Physical Therapy Interventions:

  • PT interventions are highly dependent upon the level and completeness of injury 
  • Initially, wheelchair mobility and pressure relief are emphasized followed by bed mobility/transfer/transitional movement training 
  • Sitting and standing balance training as tolerated 
  • Gait training with appropriate assistive device as well as body-weight support treadmill training 
  • Strengthening exercises throughout in order to prevent atrophy, increased bone density, and increase function 
  • Soft tissume mobilization and frequent stretching in order to decrease spasticity and risk of contractures 
  • Functional electrical stimulation as appropriate in order to assist with functional activities (eg ambulation)

 

 

 

 

References

1. Spinal cord injury facts and figures at a glance. National Spinal Cord Injury Statistical Center Web site. 2012. Available at: https://www.nscisc.uab.edu/PublicDocuments/fact_figures_docs/Facts%202012%20Feb%20Final.pdf. Accessed April 29, 2014. 
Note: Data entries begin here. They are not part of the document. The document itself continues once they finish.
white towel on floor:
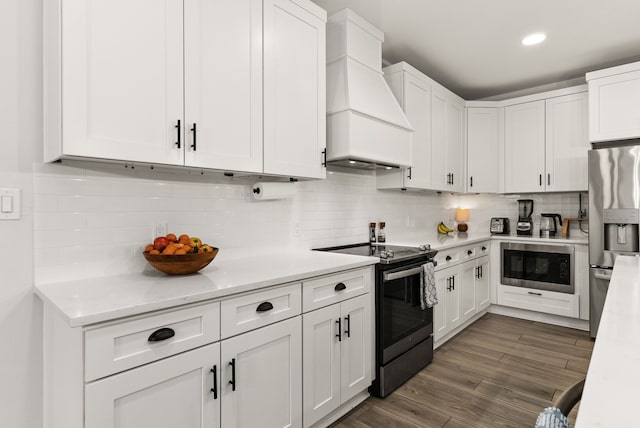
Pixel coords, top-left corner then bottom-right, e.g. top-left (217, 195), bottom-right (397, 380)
top-left (420, 262), bottom-right (438, 311)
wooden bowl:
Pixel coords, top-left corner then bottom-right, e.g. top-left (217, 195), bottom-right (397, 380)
top-left (142, 247), bottom-right (218, 275)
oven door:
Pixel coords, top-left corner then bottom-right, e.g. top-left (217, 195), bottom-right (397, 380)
top-left (377, 261), bottom-right (433, 364)
top-left (500, 242), bottom-right (575, 294)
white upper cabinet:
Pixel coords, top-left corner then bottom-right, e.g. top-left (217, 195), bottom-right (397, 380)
top-left (45, 0), bottom-right (183, 165)
top-left (44, 0), bottom-right (326, 178)
top-left (504, 100), bottom-right (545, 193)
top-left (466, 107), bottom-right (504, 193)
top-left (377, 62), bottom-right (464, 192)
top-left (184, 0), bottom-right (262, 172)
top-left (504, 91), bottom-right (589, 193)
top-left (587, 62), bottom-right (640, 142)
top-left (545, 92), bottom-right (590, 192)
top-left (264, 0), bottom-right (326, 178)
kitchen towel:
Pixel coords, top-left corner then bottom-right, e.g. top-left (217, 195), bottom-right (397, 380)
top-left (420, 262), bottom-right (438, 311)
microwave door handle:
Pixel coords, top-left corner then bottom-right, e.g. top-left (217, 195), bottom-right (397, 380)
top-left (382, 266), bottom-right (422, 282)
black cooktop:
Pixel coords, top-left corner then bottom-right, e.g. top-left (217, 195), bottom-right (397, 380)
top-left (316, 242), bottom-right (438, 264)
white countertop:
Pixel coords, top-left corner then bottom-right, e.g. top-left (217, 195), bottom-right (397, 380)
top-left (35, 250), bottom-right (379, 327)
top-left (576, 256), bottom-right (640, 428)
top-left (387, 232), bottom-right (589, 250)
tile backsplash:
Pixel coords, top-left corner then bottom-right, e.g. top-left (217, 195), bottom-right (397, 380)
top-left (34, 162), bottom-right (587, 283)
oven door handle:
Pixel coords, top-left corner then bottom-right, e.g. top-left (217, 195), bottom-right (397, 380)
top-left (382, 266), bottom-right (422, 282)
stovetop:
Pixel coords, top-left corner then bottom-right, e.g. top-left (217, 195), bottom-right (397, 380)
top-left (316, 242), bottom-right (438, 264)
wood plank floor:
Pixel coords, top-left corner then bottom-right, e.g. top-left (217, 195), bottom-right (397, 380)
top-left (332, 314), bottom-right (593, 428)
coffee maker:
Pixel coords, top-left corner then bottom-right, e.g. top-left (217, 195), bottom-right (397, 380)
top-left (516, 199), bottom-right (533, 235)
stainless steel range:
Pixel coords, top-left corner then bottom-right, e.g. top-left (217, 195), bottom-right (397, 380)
top-left (318, 243), bottom-right (438, 397)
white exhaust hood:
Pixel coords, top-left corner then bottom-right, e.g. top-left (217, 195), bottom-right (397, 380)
top-left (327, 9), bottom-right (413, 169)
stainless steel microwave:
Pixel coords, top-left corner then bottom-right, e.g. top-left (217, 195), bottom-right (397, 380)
top-left (500, 242), bottom-right (575, 294)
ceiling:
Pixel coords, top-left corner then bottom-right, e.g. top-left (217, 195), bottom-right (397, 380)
top-left (314, 0), bottom-right (640, 100)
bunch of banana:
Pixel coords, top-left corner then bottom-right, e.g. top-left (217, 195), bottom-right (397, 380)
top-left (438, 222), bottom-right (453, 235)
2. Kraus KH. The pathophysiology of spinal cord injury and its clinical implications. Semin Vet Med Surg. 1996;11(4): 201-207. 

3. Spinal cord injury. Johns Hopkins Medicine Web site. Available at: http://www.hopkinsmedicine.org/healthlibrary/conditions/physical_medicine_and_rehabilitation/spinal_cord_injury_85,P01180/. Accessed April 29, 2014. 

4. International standards for neurological classification of spinal cord injury. American Spinal Injury Association Web site. Available at: http://www.asia-spinalinjury.org/elearning/ISNCSCI_Exam_Sheet_r4.pdf. Accessed April 29, 2014. 

5. Burns AS, Marino RJ, Flanders AE, et al. Clinical diagnosis and prognosis following spinal cord injury. Handb Clin Neurol. 2012;109: 47-62. 

6. Scivoletto G and Donna VD. Prediction of walking recovery after spinal cord injury. Brain Research Bulletin. 2009;78: 43-51.

7. Scivoletto G, Morganti B, Ditunno P, et al. Effects on age on spinal cord lesion patients' rehabilitaiton. Spinal Cord. 2003;41: 457-464.